Gosto da variedade temática, do olhar diverso, do conflito de opinião.
Essa paixão pelo trabalho alheio
também domina o peruano Mario Vargas Llosa. Ele adora ler. Lê muito e de tudo,
sobretudo os grandes romancistas. A prova disso está em seus ensaios a respeito
de publicações que o influenciaram como Madame
Bovary, de Flaubert. Ele admite abertamente a influência. Sem medo.
Sua maior declaração de amor à
literatura se encontra, porém, em seu livro A
Verdade das Mentiras, no qual examina trinta e seis de suas obras
favoritas. A paixão funde-se à erudição, perspicácia e admiração com que se
debruça sobre autores como Hemingway, Faulkner, Canetti, Orwell, Moravia,
Malraux, Tabucchi, Lampedusa, Solzhenitsyn, Fitzgerald, Conrad e Joyce, todos
comentados, comparados e criticados, demonstrando que a literatura continua
bela, viva e criativa.

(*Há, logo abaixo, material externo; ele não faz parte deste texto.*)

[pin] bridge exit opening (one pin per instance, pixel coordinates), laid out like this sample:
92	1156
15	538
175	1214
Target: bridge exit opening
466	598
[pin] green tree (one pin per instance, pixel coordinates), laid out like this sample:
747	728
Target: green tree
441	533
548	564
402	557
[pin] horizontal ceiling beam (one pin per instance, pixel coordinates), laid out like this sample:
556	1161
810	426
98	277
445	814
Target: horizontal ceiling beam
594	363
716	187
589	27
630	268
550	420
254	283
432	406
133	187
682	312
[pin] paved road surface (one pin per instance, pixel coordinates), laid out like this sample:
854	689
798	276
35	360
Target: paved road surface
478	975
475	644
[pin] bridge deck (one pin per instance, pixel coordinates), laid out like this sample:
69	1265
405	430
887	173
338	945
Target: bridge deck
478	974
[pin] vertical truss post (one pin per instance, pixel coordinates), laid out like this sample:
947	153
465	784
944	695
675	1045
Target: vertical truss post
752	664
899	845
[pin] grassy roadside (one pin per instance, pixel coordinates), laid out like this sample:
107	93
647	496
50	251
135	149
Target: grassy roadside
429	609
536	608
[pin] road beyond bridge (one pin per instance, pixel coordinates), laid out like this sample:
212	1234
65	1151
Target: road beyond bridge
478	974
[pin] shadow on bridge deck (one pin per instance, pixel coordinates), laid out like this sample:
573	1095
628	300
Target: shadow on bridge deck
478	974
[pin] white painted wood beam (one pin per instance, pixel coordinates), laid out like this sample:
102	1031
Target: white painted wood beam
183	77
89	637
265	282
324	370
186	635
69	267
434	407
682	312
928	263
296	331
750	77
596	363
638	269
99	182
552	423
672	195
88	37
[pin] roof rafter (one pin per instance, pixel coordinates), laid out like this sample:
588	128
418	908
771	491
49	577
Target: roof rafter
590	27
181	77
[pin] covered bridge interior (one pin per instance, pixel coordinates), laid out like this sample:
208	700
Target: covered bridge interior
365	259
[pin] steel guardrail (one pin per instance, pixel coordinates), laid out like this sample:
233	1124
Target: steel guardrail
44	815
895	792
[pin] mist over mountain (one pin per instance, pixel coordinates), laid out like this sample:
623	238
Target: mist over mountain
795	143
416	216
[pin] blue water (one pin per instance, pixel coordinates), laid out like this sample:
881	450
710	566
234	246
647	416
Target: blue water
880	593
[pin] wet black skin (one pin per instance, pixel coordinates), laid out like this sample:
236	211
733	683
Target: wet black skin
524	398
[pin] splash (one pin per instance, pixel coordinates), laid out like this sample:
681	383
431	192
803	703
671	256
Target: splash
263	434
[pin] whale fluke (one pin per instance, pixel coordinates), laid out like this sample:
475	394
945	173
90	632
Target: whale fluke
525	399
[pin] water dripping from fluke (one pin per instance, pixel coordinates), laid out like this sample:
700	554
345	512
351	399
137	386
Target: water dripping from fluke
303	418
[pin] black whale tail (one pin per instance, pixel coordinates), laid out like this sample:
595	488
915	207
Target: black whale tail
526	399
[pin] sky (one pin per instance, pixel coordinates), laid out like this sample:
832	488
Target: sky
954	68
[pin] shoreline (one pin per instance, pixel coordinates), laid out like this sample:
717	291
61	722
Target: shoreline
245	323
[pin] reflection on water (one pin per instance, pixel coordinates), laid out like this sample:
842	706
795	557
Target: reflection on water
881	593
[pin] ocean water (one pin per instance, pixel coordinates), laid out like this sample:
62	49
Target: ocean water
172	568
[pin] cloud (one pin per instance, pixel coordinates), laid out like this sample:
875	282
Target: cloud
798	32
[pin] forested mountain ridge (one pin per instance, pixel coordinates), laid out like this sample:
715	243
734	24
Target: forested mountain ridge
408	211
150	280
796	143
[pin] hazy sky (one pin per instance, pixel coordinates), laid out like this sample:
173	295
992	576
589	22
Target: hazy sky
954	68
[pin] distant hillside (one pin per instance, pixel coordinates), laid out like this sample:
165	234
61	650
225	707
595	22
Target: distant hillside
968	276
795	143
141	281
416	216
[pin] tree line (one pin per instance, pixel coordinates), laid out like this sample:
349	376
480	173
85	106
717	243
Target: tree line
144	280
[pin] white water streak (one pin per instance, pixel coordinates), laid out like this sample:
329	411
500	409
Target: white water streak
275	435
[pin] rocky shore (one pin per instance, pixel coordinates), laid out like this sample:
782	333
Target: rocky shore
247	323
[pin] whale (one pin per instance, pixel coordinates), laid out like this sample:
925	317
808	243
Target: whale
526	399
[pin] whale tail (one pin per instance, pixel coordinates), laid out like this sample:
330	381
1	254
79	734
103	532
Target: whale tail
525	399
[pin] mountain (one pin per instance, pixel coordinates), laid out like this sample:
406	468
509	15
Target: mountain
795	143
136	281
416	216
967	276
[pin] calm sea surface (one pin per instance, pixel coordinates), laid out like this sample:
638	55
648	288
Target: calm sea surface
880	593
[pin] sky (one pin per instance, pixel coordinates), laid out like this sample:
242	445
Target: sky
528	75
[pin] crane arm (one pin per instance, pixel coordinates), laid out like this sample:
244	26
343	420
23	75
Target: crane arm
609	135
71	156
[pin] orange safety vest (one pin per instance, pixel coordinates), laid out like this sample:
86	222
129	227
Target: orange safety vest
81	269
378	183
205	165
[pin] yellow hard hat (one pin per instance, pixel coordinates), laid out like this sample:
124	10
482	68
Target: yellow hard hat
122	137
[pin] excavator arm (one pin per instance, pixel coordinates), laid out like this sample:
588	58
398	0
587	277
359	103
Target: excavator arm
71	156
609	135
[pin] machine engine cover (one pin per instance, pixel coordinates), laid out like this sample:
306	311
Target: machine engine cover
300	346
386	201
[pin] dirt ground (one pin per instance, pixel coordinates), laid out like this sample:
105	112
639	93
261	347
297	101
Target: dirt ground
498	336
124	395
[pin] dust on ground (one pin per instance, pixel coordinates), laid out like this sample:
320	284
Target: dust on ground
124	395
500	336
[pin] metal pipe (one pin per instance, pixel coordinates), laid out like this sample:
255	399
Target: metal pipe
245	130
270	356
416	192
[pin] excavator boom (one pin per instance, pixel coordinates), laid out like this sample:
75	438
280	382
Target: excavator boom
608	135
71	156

É a arte das artes.
A Verdade das
Mentiras serve, ainda, de excelente guia para o leitor se aproximar dos
grandes mestres e escolher aqueles que lhe pareçam mais atraentes e, quem sabe,
também se apaixonar por eles.
Nessa comunhão de paixões, ao
imergir no universo da boa ficção, na fantasia que nos faz refletir sobre nós
mesmos e nossa condição humana, você compreenderá por que ser leitor é melhor
que ser escritor. Em nossa fragilidade e finitude, quando lemos, por momentos
exponenciamos nossa consciência e nos tornamos eternos. Carpe diem. A finitude é curta.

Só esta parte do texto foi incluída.